«Há dias, o ministro Leitão Amaro avisou que “a economia terá de se adaptar à diminuição da entrada de imigrantes no país”. A declaração merece ser levada a sério — e tem uma ressonância inquietante da anterior passagem da AD pelo Governo. Com a troika, Passos Coelho, movido por uma fúria moral e punitiva, decidiu aplicar toda a austeridade de uma só vez. O país enfrentava um problema macroeconómico, e o Governo escolheu somar-lhe uma camada adicional de dificuldades. Executado com zelo, o frontloading de má memória deixou a economia em cacos.

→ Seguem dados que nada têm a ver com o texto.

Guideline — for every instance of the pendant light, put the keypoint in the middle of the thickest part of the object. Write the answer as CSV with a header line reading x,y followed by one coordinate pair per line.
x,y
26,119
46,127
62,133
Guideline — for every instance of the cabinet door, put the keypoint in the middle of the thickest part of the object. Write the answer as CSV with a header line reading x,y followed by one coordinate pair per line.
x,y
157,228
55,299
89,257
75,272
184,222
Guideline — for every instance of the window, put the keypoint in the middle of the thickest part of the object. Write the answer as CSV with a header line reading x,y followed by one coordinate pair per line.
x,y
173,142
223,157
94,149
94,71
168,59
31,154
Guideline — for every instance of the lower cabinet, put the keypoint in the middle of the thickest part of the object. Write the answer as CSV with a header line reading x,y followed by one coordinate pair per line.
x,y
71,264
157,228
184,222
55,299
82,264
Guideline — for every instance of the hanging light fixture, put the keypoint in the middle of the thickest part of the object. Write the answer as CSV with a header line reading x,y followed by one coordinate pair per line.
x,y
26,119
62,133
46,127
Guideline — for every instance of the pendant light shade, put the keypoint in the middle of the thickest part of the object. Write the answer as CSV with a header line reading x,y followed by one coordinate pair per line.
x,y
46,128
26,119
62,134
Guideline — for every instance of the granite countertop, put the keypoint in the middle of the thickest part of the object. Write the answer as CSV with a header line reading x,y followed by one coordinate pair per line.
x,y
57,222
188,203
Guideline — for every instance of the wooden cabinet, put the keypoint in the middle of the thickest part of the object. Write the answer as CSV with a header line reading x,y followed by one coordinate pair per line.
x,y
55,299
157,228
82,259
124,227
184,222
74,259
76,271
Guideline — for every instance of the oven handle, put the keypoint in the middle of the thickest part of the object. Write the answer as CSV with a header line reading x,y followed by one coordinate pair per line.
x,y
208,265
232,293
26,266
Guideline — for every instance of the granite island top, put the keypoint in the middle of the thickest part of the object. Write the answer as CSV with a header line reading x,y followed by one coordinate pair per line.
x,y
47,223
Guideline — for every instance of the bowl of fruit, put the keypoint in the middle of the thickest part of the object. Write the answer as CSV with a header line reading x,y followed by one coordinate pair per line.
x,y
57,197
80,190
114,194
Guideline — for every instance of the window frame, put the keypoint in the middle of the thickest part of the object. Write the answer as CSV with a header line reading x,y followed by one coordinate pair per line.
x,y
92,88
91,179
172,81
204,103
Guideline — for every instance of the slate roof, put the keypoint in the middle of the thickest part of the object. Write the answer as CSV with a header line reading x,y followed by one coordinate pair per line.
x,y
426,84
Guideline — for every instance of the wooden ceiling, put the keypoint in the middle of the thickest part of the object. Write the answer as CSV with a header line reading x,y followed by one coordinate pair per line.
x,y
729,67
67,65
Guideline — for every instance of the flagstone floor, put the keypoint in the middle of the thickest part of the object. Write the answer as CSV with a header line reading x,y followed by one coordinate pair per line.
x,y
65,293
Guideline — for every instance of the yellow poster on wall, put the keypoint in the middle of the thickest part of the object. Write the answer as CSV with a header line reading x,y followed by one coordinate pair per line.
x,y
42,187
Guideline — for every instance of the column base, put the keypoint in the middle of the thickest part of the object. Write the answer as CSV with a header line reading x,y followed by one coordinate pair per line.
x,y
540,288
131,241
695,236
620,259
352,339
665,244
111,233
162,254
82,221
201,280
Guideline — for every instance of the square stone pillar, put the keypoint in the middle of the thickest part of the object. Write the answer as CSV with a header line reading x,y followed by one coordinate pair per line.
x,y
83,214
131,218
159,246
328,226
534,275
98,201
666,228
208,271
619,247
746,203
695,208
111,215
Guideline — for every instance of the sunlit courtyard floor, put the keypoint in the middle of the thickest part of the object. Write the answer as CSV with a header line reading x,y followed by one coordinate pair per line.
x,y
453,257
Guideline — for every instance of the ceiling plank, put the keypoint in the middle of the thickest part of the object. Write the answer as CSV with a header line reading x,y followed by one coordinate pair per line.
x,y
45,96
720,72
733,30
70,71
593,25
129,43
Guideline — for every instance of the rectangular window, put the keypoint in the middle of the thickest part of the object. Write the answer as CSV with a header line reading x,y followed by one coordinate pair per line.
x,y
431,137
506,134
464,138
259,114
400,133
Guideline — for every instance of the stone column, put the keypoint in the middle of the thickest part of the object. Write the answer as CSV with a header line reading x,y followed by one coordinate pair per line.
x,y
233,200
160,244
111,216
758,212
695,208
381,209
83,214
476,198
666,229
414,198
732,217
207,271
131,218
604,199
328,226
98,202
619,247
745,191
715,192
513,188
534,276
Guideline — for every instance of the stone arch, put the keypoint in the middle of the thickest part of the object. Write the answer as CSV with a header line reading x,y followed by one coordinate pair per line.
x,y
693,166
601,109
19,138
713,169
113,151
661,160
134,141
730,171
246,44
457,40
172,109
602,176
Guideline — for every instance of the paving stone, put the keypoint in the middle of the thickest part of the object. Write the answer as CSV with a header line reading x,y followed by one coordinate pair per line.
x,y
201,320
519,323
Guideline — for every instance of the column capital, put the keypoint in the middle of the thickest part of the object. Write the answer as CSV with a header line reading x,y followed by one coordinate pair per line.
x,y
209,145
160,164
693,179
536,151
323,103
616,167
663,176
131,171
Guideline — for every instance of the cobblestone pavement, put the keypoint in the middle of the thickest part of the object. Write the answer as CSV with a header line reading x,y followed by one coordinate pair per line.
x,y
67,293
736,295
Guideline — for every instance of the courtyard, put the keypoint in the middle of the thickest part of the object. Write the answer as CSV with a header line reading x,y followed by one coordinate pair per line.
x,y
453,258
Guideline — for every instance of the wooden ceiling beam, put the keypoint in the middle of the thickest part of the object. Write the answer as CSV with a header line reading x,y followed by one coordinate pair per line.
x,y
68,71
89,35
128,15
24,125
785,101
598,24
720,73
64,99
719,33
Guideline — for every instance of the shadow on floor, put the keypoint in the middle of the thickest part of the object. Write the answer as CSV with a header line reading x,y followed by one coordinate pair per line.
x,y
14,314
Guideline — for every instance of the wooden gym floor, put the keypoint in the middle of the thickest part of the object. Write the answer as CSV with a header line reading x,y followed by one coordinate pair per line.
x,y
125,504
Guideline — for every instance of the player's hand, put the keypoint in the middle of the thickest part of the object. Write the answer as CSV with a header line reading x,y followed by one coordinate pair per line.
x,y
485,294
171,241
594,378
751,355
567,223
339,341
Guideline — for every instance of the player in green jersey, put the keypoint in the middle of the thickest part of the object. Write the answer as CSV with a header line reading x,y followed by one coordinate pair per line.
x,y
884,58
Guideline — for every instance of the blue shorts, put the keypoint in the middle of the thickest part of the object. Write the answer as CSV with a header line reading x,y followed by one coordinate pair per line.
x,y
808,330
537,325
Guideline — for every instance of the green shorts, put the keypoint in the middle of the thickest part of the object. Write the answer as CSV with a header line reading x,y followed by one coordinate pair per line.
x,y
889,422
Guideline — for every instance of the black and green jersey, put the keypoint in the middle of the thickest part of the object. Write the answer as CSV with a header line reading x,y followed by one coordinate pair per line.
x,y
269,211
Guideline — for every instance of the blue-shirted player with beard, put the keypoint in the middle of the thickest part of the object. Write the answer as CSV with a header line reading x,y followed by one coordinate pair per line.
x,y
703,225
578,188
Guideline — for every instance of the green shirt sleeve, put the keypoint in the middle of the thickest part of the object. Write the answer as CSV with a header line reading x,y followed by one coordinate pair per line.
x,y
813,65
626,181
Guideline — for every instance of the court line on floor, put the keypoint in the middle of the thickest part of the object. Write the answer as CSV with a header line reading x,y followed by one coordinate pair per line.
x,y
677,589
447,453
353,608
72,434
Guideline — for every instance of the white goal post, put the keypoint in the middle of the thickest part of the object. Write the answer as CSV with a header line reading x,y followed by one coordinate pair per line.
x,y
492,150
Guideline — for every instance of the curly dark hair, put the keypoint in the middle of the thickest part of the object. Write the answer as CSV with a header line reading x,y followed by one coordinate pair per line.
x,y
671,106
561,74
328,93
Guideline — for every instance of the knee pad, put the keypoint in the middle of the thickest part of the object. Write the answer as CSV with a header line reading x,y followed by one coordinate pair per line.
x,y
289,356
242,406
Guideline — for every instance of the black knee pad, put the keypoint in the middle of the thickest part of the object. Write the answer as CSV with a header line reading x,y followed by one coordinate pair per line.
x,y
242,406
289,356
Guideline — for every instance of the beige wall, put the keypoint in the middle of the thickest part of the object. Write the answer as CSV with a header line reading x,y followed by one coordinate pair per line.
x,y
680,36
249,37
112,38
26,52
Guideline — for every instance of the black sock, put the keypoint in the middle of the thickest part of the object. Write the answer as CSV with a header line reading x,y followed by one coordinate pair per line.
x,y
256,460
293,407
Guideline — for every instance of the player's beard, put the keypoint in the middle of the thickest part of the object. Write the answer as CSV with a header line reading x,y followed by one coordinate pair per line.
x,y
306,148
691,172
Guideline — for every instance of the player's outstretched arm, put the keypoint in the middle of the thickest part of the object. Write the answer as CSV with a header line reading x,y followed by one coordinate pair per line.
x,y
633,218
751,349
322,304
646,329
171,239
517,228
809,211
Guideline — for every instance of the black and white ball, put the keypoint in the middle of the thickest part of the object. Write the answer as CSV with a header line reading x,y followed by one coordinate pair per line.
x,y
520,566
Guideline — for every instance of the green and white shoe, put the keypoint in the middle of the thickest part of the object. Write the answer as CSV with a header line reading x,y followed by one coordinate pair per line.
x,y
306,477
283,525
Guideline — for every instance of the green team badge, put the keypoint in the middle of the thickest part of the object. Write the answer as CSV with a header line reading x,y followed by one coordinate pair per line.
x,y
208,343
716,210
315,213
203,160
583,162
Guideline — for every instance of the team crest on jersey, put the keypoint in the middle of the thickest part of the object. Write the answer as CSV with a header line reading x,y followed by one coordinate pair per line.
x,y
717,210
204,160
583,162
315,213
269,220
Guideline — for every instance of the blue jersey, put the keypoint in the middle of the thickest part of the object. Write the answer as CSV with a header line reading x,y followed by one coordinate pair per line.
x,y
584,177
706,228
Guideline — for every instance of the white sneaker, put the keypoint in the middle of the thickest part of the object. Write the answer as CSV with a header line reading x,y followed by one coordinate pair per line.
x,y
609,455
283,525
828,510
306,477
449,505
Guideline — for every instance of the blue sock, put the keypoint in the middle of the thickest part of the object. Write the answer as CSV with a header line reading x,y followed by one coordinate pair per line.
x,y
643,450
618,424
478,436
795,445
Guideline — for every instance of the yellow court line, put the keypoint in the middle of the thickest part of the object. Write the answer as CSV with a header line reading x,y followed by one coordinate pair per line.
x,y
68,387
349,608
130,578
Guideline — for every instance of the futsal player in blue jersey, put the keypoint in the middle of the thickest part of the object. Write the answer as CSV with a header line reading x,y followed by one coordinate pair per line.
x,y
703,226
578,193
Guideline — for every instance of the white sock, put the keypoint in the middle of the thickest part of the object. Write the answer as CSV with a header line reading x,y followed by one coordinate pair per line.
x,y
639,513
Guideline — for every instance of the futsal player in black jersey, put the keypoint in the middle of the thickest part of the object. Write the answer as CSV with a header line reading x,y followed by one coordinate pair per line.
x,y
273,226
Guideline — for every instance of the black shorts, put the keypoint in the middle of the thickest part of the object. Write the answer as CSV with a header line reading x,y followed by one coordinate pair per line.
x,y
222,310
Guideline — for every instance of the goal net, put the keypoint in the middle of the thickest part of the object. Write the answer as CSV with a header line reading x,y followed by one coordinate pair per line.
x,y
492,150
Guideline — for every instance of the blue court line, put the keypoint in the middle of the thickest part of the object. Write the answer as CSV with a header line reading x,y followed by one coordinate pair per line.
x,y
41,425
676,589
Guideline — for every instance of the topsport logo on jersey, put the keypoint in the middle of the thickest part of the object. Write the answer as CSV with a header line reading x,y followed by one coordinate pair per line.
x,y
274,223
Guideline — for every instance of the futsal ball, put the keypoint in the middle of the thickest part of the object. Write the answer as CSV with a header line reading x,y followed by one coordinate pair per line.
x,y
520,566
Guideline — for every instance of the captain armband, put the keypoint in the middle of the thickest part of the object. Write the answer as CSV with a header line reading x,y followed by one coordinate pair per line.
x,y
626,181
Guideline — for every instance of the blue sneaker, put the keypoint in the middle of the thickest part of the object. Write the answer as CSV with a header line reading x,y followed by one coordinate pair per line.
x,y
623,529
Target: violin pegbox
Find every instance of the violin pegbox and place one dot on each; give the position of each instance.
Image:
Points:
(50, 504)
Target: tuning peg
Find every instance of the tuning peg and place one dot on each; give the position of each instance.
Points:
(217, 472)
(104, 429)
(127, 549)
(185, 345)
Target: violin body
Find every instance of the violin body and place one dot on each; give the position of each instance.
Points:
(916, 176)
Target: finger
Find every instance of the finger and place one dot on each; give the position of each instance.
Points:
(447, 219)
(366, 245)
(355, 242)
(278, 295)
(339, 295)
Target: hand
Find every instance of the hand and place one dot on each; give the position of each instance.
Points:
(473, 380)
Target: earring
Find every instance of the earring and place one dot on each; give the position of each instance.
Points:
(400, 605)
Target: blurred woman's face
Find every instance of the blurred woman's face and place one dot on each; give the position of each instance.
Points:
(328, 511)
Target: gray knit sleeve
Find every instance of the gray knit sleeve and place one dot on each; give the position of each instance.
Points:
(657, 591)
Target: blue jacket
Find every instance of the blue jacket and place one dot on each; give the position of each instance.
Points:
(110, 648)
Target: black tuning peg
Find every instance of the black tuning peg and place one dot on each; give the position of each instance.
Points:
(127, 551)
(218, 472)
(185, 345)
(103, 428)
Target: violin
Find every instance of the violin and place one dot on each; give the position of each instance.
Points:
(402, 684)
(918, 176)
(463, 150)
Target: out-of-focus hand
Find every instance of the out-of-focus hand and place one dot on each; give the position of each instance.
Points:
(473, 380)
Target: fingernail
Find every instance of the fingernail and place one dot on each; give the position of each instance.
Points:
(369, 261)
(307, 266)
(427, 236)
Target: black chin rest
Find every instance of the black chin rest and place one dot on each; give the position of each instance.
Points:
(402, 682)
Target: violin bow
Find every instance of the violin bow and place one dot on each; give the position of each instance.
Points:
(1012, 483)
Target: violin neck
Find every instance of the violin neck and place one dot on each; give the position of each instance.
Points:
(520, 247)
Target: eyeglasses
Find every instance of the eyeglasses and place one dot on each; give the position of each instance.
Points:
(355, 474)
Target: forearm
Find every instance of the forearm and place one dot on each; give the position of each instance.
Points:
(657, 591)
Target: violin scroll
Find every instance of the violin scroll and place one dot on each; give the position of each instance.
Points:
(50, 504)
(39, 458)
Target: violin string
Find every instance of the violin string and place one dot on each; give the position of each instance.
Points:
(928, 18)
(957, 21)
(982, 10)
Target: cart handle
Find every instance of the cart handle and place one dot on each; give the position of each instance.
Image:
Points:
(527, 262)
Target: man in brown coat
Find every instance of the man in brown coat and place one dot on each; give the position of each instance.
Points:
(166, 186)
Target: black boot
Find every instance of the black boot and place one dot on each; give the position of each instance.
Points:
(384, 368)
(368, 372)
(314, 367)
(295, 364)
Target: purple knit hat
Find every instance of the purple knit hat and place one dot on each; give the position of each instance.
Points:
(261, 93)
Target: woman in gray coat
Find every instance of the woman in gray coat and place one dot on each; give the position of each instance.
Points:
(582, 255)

Agora, o caminho volta a ser o da resposta moral, em detrimento dos fundamentos económicos — desta vez, em torno da nacionalidade e da imigração. Aliás, por estes dias, a OCDE deixou o alerta: o crescimento económico está em risco por falta de trabalhadores. Segundo a organização, os países mais industrializados tiveram no mercado de trabalho o motor do crescimento das suas economias. O cenário próximo, porém, é mais desfavorável: a escassez de trabalhadores pode começar a travar a economia.
E quem foram esses trabalhadores que puxaram pela economia? Está fácil de ver: os imigrantes, cuja chegada é a única forma de compensar as tendências demográficas negativas. No caso de Portugal, a força de trabalho cresceu, em média, 0,7% nos últimos quatro anos, graças exclusivamente à entrada de trabalhadores estrangeiros. Sem imigração, a mão-de-obra disponível teria diminuído 0,1%.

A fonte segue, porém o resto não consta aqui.